NST Leader: Of hegemon and hobbled governance

Let us state the obvious: global governance has been in a bad state for the longest time. This the world knows and so do the great powers, in whose national interests global governance remains trapped. No surprise here.

Hubristically interpreting its victory in World War 2 to mean that the world was for it alone to govern, one hegemon began designing global institutions, starting with the United Nations, with a bias towards its national interest. Ditto global finance, trade, legal and more. They all come designed with hegemonic flaws. Consider the International Monetary Fund.

This so-called international body is founded on two motives: to impose Western neoliberal economic models on all economies and to go to the aid of financially distressed countries when it deems necessary, not as determined by the crisis.

Begin with the first motive. Nation after nation, faced with a financial crisis, has hurtled into a far more severe crisis after the IMF's neoliberal economic model-based austerity drive. Yet it refuses to abandon this model.

Crisis-ridden Egypt of 2011 is an example of the IMF's second motive. For three years Egypt and the IMF were in discussions without striking any deal. By then, Cairo was at its anaemic worst, but for the IMF the crisis doesn't call the shots, the institution does.  

Likewise, the hegemon and its allies determine whether or not genocide is being committed. This is why the slaughter in Gaza of infants, children, women and the elderly, live streamed daily, isn't genocide to the UN Security Council when it is to others. This is why again Washington keeps vetoing UNSC resolutions calling for Israeli accountability.

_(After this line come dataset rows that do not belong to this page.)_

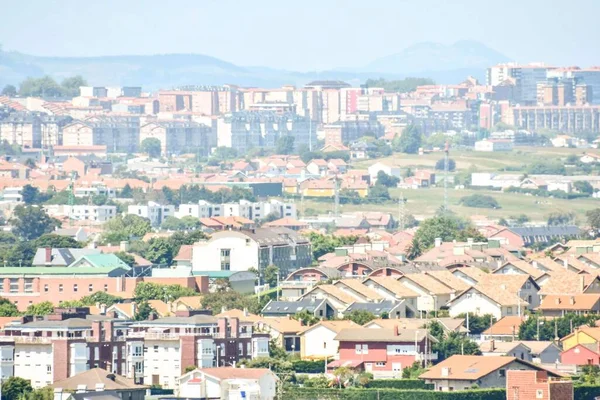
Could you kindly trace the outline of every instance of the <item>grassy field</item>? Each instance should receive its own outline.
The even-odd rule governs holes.
[[[554,147],[517,147],[507,153],[484,153],[468,150],[450,150],[450,158],[456,162],[457,171],[476,168],[478,171],[502,171],[504,168],[525,167],[538,160],[561,159],[570,154],[581,154],[580,149],[554,148]],[[367,168],[376,161],[383,161],[391,165],[411,168],[433,168],[435,163],[443,158],[441,152],[429,153],[422,156],[416,154],[400,154],[381,158],[378,160],[357,161],[352,164],[354,168]]]
[[[443,204],[444,189],[430,188],[419,190],[400,190],[391,189],[392,197],[399,197],[400,192],[407,199],[406,212],[414,215],[417,219],[430,217]],[[471,208],[459,205],[459,201],[464,196],[471,194],[486,194],[494,197],[500,204],[500,209],[493,210],[487,208]],[[585,221],[585,212],[600,207],[600,199],[577,199],[562,200],[526,196],[519,193],[501,193],[484,190],[470,189],[448,189],[448,202],[450,209],[456,214],[468,218],[472,215],[485,215],[490,218],[508,217],[511,215],[526,214],[533,221],[546,221],[548,214],[552,212],[575,212],[578,219]],[[328,202],[314,201],[305,199],[304,209],[313,209],[319,213],[333,212],[333,199]],[[299,209],[300,210],[300,209]],[[301,211],[301,210],[300,210]],[[340,205],[340,212],[351,211],[387,211],[398,215],[398,204],[388,202],[385,204],[363,204]]]

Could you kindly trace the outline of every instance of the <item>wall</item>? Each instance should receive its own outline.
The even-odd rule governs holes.
[[[61,342],[66,344],[66,340]],[[64,358],[61,359],[64,360],[66,368],[66,348],[64,348]],[[34,388],[42,388],[54,382],[53,371],[57,366],[55,361],[58,360],[54,356],[52,344],[17,344],[14,360],[14,375],[30,380]]]
[[[473,296],[467,298],[468,293],[472,293]],[[475,290],[470,290],[461,297],[454,299],[449,311],[451,317],[467,312],[475,315],[492,314],[497,320],[503,317],[500,308],[494,302]]]
[[[307,357],[332,357],[337,354],[339,342],[334,340],[337,332],[324,326],[313,328],[300,336],[300,355]]]
[[[231,232],[231,235],[213,238],[194,245],[192,269],[194,271],[220,271],[221,249],[230,249],[229,264],[231,271],[247,271],[258,268],[258,244],[246,235]]]

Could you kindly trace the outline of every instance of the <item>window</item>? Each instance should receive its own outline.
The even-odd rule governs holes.
[[[48,284],[44,284],[44,292],[48,293],[49,290],[50,288],[48,287]]]
[[[108,292],[108,285],[106,283],[104,284],[104,291]]]
[[[512,315],[512,307],[506,307],[506,315]]]
[[[385,362],[378,362],[375,364],[376,367],[385,367]]]
[[[63,285],[62,285],[62,283],[60,285],[58,285],[58,291],[60,293],[62,293],[62,291],[63,291]]]
[[[231,265],[228,262],[221,263],[221,271],[229,271],[230,268],[231,268]]]
[[[536,399],[543,399],[544,398],[544,391],[542,389],[538,389],[535,391],[535,398]]]
[[[356,354],[362,354],[362,346],[360,344],[355,346],[355,352]]]
[[[90,283],[88,285],[88,292],[93,292],[93,291],[94,291],[94,285]]]
[[[498,376],[500,376],[501,378],[506,377],[506,370],[504,368],[498,370]]]
[[[4,279],[0,279],[0,292],[4,292]]]
[[[327,342],[323,342],[323,348],[326,349],[327,348]]]
[[[221,249],[221,258],[229,257],[231,255],[231,249]]]
[[[51,373],[52,372],[52,364],[47,364],[46,365],[46,372],[47,373]]]
[[[238,344],[238,351],[240,356],[244,355],[244,344],[241,342]]]
[[[77,284],[74,284],[74,285],[73,285],[73,291],[74,291],[74,292],[77,292],[77,290],[78,290],[78,288],[77,288]]]
[[[25,278],[25,293],[33,293],[33,278]]]
[[[10,278],[10,293],[19,292],[19,278]]]
[[[531,300],[532,300],[532,298],[531,298],[531,295],[527,296],[527,302],[528,302],[529,304],[531,304]]]
[[[363,344],[362,345],[362,353],[363,354],[369,354],[369,345],[368,344]]]

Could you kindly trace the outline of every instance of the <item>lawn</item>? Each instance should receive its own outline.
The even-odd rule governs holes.
[[[430,217],[442,206],[444,201],[443,188],[430,188],[418,190],[391,189],[392,197],[397,198],[402,192],[407,199],[406,212],[414,215],[417,219]],[[486,194],[494,197],[500,203],[500,209],[470,208],[459,205],[464,196],[471,194]],[[519,193],[501,193],[487,190],[471,189],[448,189],[448,202],[450,209],[456,214],[468,218],[472,215],[485,215],[491,218],[508,217],[511,215],[526,214],[533,221],[546,221],[548,214],[552,212],[575,212],[579,221],[585,221],[585,212],[594,208],[600,208],[600,199],[577,199],[563,200],[526,196]],[[333,212],[333,199],[328,202],[304,200],[304,209],[313,209],[318,213]],[[387,211],[398,215],[398,204],[388,202],[385,204],[363,204],[340,205],[340,212],[351,211]],[[301,207],[299,207],[301,212]]]

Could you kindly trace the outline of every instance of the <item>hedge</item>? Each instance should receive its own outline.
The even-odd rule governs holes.
[[[292,370],[297,374],[322,374],[325,372],[325,361],[292,361]]]
[[[575,400],[588,400],[600,396],[600,386],[597,385],[575,385],[573,388]]]
[[[453,392],[397,389],[291,388],[286,400],[505,400],[504,389],[474,389]]]
[[[367,387],[376,389],[433,390],[434,385],[425,383],[422,379],[376,379],[369,382]]]

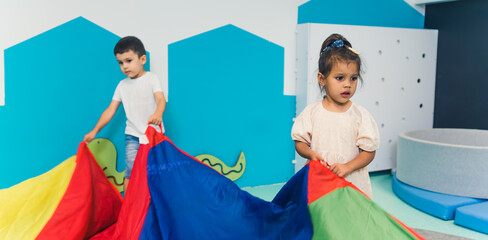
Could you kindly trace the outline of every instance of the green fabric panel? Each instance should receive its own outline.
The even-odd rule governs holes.
[[[344,187],[308,205],[313,239],[417,239],[376,203]]]

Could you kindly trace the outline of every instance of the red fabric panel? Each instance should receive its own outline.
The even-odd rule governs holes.
[[[147,185],[147,155],[149,144],[140,145],[132,174],[124,196],[124,204],[120,210],[114,235],[107,239],[138,239],[141,233],[147,208],[151,201]]]
[[[352,183],[346,181],[344,178],[338,177],[319,161],[312,160],[308,165],[308,204],[338,188],[346,186],[350,186],[361,192]]]
[[[161,126],[159,126],[159,128],[161,129],[161,131],[163,131]],[[164,134],[161,132],[157,132],[156,129],[153,127],[148,127],[146,129],[146,136],[147,136],[147,139],[149,140],[149,147],[150,148],[158,145],[159,143],[163,142],[164,140],[168,140],[171,142],[171,140],[169,140],[168,137],[164,136]]]
[[[114,232],[115,232],[115,227],[117,227],[117,224],[113,224],[109,228],[105,229],[103,232],[98,233],[97,235],[93,236],[90,238],[90,240],[109,240],[113,239]]]
[[[36,239],[89,238],[110,227],[121,206],[122,196],[82,142],[68,189]]]
[[[151,194],[147,184],[147,155],[151,147],[167,138],[164,134],[158,133],[153,127],[147,128],[146,136],[149,144],[141,144],[139,146],[117,223],[106,231],[94,236],[92,240],[139,239],[146,219],[146,212],[151,202]]]

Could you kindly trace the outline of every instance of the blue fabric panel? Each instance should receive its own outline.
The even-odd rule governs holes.
[[[488,202],[456,209],[454,223],[488,234]]]
[[[313,235],[312,219],[308,212],[308,165],[295,174],[276,194],[272,203],[288,209],[284,229],[292,230],[295,239],[309,239]]]
[[[392,179],[393,192],[400,199],[412,207],[444,220],[454,219],[458,207],[482,202],[476,198],[447,195],[413,187],[400,182],[396,175],[393,175]]]
[[[150,150],[147,175],[151,203],[139,239],[312,237],[308,168],[267,202],[164,141]]]
[[[154,209],[154,201],[149,203],[149,207],[146,212],[146,219],[144,219],[144,225],[139,234],[139,239],[168,239],[163,238],[159,225],[157,224],[156,210]]]

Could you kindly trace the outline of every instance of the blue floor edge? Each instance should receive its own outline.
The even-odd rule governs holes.
[[[454,223],[488,234],[488,201],[457,208]]]
[[[393,192],[409,205],[443,220],[455,218],[456,209],[486,200],[436,193],[405,184],[392,177]]]

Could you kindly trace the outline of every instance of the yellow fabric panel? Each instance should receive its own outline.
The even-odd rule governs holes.
[[[0,190],[0,239],[35,239],[63,197],[76,156],[50,171]]]

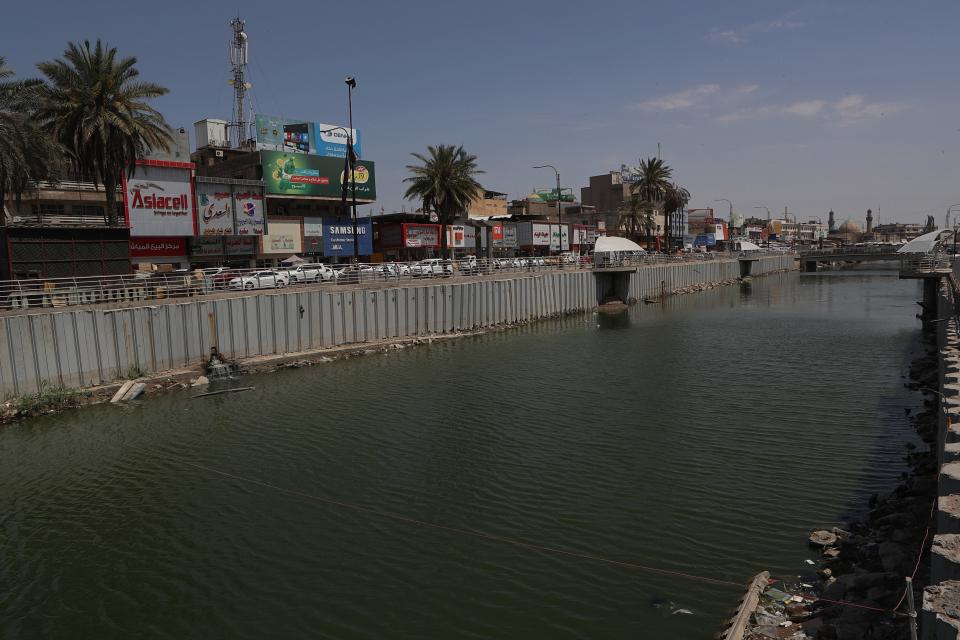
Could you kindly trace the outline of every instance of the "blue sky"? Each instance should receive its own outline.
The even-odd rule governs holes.
[[[955,1],[22,2],[0,55],[30,76],[103,38],[170,88],[157,106],[192,138],[229,118],[238,10],[258,111],[345,123],[356,76],[378,210],[415,206],[404,167],[437,143],[465,145],[511,198],[553,182],[532,165],[579,194],[660,143],[691,206],[942,224],[960,202]]]

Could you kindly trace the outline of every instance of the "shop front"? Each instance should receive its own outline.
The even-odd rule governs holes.
[[[189,269],[187,238],[169,236],[130,238],[130,262],[138,271]]]
[[[378,225],[379,251],[385,260],[422,260],[440,249],[440,225],[396,222]]]
[[[531,256],[547,256],[570,250],[570,226],[547,222],[517,223],[517,244]]]

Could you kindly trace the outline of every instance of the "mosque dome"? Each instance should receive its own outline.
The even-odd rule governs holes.
[[[860,225],[853,220],[844,220],[838,229],[840,233],[860,233]]]

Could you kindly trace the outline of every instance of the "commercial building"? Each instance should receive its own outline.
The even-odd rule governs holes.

Even though the International Court of Justice, the world's supreme court, if you will, ruled that genocide was "plausible" there. Another court, the International Criminal Court (ICC), is even being prevented from issuing arrest warrants against Israeli Prime Minister Benjamin Netanyahu and former defence minister Yoav Gallant, both accused of war crimes.

What is worse, the ICC is being threatened with sanctions if it proceeds to execute the arrest warrants. Countries which are parties to the Rome Statute, a treaty that created the ICC, are also being threatened with sanctions if they arrest the pair as they are required by law.

The UN is a walking cadaver and international law is on life support. Little wonder, Prime Minister Datuk Seri Anwar Ibrahim, for the umpteenth time, and joined by other leaders from the Global South, like Brazilian President Luiz Inacio Lula da Silva and South African President Cyril Ramaphosa, in as many forums, has called for global governance to be reformed into life.

Anwar's latest call to urgently redress global governance was made in his keynote address titled "Sovereignty and Fair Interdependence: The Global South and Democratisation of Prosperity" to the 2024 Common Action Forum in Kuala Lumpur on Monday. "When nations perpetrate violence and with impunity, when millions remain in poverty, and when climate disasters devastate vulnerable communities — these are policy and moral failures that demand urgent action." 

To Anwar, world leaders have a clear choice: continue with a system that marginalises most of humanity or build a new world order founded on genuine partnership, shared prosperity and sustainable development. So is his message to them: nothing less than bold change will make global governance fit for its purpose.